Это, вероятно, покажется моим читателям весьма необычным; но я удивлю их еще больше, когда скажу, что только что забавлялся повторением этого любопытного эксперимента. Хотя прошло уже тридцать лет с того времени, о котором я пишу, и хотя я почти ни разу не касался шаров в течение этого периода, я все еще могу легко читать, держа три шара в воздухе.

Практика этого трюка дала моим пальцам замечательную степень деликатности и уверенности, в то время как мой глаз в то же самое время приобретал быстроту восприятия, которая была совершенно изумительна. Вскоре мне придется рассказать о той услуге, которую он оказал мне в моем эксперименте с ясновидением.

Сделав таким образом свои руки гибкими и послушными, я сразу же перешел к ловкости рук и особенно посвятил себя манипуляциям с картами и хиромантии.

Эта операция требует большой практики, ибо, пока рука держится явно открытой, в ней находятся шарики, пробки, кусочки сахара, монеты и т. д., но пальцы остаются совершенно свободными и гибкими.

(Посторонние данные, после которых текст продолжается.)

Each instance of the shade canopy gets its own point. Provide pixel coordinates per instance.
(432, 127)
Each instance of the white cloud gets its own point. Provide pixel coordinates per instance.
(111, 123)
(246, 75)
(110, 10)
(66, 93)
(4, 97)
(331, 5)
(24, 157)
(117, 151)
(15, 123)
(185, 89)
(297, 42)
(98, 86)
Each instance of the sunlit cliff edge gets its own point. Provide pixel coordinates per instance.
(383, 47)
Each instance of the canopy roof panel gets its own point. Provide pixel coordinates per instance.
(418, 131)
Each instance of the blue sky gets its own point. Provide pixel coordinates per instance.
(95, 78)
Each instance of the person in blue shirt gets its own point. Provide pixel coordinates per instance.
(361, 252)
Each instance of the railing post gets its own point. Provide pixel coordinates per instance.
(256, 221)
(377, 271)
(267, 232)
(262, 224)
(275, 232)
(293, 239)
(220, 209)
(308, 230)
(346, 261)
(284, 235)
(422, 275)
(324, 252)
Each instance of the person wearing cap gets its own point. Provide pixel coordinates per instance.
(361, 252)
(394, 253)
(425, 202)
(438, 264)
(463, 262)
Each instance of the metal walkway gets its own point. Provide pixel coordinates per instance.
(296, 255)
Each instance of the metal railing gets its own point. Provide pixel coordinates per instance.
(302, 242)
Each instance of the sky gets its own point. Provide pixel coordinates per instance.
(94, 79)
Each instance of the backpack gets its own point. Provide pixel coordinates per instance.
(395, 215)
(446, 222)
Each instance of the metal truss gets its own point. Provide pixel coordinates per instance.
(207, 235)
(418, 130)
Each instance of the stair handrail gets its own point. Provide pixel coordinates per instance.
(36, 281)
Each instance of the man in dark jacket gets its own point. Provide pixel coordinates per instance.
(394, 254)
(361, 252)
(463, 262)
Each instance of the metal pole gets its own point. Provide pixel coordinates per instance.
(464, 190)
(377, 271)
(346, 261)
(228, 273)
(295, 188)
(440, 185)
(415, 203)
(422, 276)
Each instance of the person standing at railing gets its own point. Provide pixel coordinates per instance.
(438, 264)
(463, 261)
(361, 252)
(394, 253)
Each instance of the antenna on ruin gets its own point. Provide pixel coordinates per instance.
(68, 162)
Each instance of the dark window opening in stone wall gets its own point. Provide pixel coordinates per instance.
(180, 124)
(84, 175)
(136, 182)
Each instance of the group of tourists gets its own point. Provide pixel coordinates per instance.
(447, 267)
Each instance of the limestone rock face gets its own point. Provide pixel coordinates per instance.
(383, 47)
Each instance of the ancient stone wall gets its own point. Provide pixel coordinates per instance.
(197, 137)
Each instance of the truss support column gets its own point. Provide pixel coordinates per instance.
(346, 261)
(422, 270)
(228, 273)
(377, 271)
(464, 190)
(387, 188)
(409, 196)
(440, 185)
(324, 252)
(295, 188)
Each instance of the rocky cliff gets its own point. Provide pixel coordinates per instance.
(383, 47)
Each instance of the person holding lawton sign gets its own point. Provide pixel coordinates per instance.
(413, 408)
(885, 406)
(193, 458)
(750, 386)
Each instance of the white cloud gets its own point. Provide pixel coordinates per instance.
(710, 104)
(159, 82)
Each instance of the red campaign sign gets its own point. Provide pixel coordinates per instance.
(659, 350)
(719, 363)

Из-за того, что времени у меня было мало, трудности, связанные с этими новыми экспериментами, были бы непреодолимы, если бы я не нашел способа практиковать, не пренебрегая своим делом. В те дни было принято носить пальто с большими карманами на бедрах, называемое a la proprietaire, поэтому, когда мои руки не были заняты чем-то другим, они естественным образом проскальзывали в карманы и принимались за работу с картами, монетами или другими предметами, о которых я уже упоминал. Легко будет понять, сколько времени я этим выиграл. Так, например, когда я был на подхвате, мои руки могли работать с обеих сторон; за обедом я часто ел суп одной рукой, в то время как другой учился готовить Сотер—Ла-купе, – короче говоря, малейшее мгновение отдыха было посвящено моему любимому занятию.

Ясновидение

(Еще тысяча испытаний терпения и настойчивости наконец принесли фокуснику Парижский театр и благодарную публику. Но он никогда не переставал трудиться и улучшать качество своих чудесных фокусов)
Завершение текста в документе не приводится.